Editorial Inseguridad latente

Robos en escuelas, robos en casa habitación, asalto armado a un turista, romo a la Parroquia de Nuestra señora de Guadalupe, venta de droga, el pan nuestro de cada día en calles céntricas de Puerto Vallarta, en colonia emblemáticas de la ciudad.
Desgraciadamente en estos momentos, si se toma un mapa de Puerto Vallarta y se le pone un foco rojo, Puerto Vallarta sería un rojo intenso, subido.
No es una realidad que vivamos en la segunda ciudad más segura del mundo. Eso es sólo una ilusión. No se puede decir que Puerto Vallarta es segura cuando hay robos, asaltos, venta de drogas, asesinatos. Se debe reconocer que existe un problema para posteriormente darle una solución al mismo.
Nadie puede presumir una seguridad cuándo hay un alto índice delictivo que tiene que atenderse, nadie en su sano juicio puede salir a presumir los números rojos que se viven hoy en nuestra ciudad.
No es un aliciente decir que somos menos inseguros que Acapulco, Mazatlán o Cancún, ya que realmente todos somos unos destinos inseguros, donde no existe una certeza de no sufrir algún ilícito durante el día.
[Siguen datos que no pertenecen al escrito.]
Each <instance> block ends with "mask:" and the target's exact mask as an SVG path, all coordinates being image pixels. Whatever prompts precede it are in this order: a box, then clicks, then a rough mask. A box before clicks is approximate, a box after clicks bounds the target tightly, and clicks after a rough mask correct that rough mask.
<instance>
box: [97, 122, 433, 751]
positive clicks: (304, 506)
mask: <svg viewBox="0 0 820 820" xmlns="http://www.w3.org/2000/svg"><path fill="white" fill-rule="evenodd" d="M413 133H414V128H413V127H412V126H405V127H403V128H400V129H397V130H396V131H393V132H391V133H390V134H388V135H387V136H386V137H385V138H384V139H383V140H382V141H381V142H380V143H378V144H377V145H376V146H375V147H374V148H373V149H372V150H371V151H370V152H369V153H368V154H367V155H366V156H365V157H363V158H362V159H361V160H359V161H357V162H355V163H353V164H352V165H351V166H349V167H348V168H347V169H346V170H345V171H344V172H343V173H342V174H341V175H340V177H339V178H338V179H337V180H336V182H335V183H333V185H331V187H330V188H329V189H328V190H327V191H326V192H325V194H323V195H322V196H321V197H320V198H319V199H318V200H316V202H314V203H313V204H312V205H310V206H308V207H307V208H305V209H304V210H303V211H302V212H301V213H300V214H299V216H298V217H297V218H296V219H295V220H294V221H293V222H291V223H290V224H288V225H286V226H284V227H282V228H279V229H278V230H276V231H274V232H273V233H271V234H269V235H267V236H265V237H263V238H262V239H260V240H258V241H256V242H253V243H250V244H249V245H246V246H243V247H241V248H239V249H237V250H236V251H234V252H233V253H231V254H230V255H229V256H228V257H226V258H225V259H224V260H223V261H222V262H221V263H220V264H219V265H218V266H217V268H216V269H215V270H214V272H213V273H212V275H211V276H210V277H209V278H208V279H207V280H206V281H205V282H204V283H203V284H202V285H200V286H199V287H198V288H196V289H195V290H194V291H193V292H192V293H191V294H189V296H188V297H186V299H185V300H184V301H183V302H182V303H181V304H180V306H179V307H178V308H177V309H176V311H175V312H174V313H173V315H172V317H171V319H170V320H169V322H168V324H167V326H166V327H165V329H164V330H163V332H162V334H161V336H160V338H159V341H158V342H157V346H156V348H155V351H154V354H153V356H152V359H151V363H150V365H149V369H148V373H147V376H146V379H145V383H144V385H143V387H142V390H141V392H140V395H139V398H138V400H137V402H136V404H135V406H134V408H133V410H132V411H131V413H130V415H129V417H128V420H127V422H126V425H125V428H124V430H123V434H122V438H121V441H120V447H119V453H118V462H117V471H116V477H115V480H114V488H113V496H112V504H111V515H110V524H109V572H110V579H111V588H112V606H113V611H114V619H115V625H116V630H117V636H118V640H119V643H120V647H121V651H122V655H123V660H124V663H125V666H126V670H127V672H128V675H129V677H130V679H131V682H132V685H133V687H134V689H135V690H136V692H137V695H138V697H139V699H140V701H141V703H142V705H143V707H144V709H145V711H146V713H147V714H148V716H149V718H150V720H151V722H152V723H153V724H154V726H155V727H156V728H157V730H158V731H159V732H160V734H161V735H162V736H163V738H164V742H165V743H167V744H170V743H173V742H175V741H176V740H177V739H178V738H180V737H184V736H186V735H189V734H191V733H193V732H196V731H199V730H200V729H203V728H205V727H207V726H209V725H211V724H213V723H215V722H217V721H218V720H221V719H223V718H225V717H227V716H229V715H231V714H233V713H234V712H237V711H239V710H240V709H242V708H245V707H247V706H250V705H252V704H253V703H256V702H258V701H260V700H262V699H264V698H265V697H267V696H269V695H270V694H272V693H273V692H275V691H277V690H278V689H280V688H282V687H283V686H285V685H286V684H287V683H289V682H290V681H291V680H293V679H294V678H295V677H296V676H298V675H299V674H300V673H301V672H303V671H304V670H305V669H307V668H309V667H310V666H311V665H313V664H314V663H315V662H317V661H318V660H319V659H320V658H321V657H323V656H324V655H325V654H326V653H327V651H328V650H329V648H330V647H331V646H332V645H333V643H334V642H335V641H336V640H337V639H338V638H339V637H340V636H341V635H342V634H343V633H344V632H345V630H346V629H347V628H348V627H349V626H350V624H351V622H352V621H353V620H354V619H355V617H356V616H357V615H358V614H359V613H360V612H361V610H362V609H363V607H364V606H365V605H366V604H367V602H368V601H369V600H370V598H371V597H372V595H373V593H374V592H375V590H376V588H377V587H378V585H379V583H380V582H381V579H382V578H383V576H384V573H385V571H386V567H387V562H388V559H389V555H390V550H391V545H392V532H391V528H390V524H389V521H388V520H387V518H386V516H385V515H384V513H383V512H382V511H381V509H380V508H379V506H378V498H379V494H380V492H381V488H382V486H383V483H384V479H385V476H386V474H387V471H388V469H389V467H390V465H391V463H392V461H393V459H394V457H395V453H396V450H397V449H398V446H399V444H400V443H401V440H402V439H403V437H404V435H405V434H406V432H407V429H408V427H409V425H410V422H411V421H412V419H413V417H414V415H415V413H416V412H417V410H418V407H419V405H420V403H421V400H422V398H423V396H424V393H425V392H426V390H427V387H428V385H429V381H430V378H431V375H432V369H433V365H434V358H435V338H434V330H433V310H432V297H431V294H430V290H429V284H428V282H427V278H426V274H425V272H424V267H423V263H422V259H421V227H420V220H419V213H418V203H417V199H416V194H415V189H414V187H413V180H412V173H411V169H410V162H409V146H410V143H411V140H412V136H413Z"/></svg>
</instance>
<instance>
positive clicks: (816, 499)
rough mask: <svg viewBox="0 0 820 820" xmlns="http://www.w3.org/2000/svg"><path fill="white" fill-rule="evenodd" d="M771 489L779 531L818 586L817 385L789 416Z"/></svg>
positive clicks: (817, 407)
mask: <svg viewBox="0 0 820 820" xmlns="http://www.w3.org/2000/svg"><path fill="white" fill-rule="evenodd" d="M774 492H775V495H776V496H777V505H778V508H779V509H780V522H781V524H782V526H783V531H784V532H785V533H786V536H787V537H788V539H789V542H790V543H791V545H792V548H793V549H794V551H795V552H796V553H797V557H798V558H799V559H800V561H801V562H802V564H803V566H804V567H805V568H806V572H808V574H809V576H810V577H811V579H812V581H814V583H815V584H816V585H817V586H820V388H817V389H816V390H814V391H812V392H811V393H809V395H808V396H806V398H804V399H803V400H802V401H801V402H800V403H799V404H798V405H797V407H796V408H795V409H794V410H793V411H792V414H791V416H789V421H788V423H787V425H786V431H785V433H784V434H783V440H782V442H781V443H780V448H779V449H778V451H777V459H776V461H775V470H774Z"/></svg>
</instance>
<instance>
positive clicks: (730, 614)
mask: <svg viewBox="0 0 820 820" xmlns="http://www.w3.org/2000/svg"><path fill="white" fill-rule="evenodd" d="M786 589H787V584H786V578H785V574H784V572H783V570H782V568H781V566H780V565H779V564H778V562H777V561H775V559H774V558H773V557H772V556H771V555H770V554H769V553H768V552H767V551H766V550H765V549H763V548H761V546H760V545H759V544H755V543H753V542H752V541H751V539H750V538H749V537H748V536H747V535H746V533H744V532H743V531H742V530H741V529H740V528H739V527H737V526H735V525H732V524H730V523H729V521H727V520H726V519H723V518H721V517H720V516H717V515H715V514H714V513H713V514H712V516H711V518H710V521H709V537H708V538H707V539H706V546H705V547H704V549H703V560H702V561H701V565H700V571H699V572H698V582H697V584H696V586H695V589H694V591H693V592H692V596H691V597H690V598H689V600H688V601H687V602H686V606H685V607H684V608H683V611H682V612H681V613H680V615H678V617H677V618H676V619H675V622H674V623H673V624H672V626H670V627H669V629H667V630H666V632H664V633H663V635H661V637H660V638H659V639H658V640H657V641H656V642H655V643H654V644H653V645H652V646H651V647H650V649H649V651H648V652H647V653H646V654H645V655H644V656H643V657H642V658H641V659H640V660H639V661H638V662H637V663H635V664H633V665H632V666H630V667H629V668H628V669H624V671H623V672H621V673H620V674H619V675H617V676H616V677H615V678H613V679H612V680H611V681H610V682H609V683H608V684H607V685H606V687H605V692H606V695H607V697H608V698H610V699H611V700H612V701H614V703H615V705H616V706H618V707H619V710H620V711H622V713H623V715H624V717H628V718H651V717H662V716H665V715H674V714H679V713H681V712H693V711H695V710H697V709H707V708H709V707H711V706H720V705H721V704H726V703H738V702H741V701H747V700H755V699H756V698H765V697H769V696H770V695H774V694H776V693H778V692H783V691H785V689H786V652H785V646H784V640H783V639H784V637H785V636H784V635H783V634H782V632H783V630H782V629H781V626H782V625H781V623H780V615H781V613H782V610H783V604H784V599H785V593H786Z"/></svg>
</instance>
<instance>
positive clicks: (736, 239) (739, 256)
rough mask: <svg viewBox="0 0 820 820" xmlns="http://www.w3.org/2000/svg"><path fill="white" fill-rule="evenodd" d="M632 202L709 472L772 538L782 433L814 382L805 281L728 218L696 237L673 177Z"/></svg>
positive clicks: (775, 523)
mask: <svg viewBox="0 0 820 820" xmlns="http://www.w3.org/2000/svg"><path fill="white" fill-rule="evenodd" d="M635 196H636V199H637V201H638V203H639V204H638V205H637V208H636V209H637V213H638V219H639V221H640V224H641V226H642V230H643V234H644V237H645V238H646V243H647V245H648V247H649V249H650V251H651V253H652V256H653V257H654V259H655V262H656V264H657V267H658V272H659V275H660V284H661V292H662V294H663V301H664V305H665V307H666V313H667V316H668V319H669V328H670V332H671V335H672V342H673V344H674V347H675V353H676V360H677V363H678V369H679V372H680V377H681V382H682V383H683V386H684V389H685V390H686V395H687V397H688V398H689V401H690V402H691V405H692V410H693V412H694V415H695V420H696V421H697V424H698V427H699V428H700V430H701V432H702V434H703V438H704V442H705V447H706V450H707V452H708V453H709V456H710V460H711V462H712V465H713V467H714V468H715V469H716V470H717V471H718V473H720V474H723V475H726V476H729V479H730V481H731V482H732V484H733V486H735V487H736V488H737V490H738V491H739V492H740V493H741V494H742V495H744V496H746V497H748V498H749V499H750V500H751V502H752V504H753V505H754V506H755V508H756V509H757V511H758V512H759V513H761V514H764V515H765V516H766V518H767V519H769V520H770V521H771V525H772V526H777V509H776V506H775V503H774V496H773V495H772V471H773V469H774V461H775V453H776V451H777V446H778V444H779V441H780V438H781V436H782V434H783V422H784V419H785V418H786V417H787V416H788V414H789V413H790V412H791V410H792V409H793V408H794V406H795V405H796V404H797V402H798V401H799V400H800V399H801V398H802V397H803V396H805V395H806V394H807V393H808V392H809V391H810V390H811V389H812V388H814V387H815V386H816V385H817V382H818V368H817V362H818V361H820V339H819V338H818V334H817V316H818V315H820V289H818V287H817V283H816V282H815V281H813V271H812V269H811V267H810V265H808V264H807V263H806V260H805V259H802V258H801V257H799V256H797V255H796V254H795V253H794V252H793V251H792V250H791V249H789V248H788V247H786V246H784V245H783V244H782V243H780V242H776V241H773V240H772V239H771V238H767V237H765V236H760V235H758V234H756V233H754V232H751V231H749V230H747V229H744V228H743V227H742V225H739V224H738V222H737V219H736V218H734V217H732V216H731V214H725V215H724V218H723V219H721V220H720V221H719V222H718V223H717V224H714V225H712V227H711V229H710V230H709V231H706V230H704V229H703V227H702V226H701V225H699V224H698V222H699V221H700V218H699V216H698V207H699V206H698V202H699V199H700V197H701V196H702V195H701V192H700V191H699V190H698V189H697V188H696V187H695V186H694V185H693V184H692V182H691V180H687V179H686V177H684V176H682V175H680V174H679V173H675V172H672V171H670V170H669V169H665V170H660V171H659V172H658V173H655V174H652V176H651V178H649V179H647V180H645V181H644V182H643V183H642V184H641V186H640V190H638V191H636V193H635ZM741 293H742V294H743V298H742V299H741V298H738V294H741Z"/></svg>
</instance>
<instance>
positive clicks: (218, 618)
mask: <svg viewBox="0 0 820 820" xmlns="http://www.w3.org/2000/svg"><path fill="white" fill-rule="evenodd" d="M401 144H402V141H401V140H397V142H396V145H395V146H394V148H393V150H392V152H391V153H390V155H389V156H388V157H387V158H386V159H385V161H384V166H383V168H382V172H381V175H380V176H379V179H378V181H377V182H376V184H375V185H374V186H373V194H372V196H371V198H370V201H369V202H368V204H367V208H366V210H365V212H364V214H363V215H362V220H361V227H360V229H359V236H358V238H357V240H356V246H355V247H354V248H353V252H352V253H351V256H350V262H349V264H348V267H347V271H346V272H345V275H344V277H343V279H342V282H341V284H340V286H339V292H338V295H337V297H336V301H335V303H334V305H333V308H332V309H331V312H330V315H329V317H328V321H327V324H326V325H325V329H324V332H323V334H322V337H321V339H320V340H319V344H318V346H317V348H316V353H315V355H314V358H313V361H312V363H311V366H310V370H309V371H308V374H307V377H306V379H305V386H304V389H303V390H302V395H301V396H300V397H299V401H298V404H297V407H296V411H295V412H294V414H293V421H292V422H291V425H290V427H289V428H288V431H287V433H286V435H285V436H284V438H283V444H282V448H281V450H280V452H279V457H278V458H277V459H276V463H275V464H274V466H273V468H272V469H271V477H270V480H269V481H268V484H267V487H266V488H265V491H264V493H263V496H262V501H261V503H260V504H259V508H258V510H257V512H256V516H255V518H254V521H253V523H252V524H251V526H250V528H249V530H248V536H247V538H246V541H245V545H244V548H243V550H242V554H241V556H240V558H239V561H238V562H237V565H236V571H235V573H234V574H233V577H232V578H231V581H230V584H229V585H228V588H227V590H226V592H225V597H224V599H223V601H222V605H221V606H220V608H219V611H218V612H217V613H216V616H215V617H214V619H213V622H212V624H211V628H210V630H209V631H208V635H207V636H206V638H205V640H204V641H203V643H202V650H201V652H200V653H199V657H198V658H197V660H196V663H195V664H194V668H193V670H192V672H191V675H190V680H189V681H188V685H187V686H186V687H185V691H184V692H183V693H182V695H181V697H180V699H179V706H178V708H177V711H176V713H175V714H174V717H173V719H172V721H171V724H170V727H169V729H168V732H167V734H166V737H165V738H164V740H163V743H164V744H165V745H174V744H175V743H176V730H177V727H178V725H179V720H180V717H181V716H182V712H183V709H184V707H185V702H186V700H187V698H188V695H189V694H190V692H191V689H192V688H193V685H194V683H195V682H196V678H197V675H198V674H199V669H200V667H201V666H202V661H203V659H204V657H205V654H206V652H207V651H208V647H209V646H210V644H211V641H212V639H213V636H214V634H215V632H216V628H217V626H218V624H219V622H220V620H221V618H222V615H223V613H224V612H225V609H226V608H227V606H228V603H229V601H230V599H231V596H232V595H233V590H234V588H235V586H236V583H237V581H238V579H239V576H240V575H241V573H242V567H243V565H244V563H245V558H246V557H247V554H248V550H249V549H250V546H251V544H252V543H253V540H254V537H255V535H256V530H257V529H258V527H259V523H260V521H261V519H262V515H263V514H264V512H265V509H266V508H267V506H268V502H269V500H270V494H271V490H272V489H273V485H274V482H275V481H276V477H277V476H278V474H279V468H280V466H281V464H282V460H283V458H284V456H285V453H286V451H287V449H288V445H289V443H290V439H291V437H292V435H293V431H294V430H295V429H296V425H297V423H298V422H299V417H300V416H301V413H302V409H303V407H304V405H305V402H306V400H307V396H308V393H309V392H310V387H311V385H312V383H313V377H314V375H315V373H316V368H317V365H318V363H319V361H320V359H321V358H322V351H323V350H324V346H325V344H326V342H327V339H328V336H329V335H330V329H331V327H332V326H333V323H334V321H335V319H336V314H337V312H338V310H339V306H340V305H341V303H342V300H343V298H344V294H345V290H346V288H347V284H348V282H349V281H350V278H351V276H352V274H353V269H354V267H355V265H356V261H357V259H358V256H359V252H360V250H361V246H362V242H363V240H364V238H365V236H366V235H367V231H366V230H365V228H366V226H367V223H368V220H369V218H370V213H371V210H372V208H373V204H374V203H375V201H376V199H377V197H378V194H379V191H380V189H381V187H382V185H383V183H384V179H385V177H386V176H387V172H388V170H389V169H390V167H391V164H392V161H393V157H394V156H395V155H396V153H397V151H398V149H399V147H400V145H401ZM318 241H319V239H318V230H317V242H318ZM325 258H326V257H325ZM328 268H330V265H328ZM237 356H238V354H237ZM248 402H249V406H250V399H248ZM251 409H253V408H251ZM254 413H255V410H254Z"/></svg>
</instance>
Es hora de reconocer nuestra realidad y trabajar fuertemente para recuperar la tranquilidad que se respiraba anteriormente en nuestra ciudad. Se debe reconocer y trabajar en conjunto para darle esa seguridad al trabajador, al ciudadano de las colonias populares, del centro de la ciudad y de las zonas residenciales, así como a los turistas que nos visitan y quieren regresar sanos y salvos a sus lugares de origen.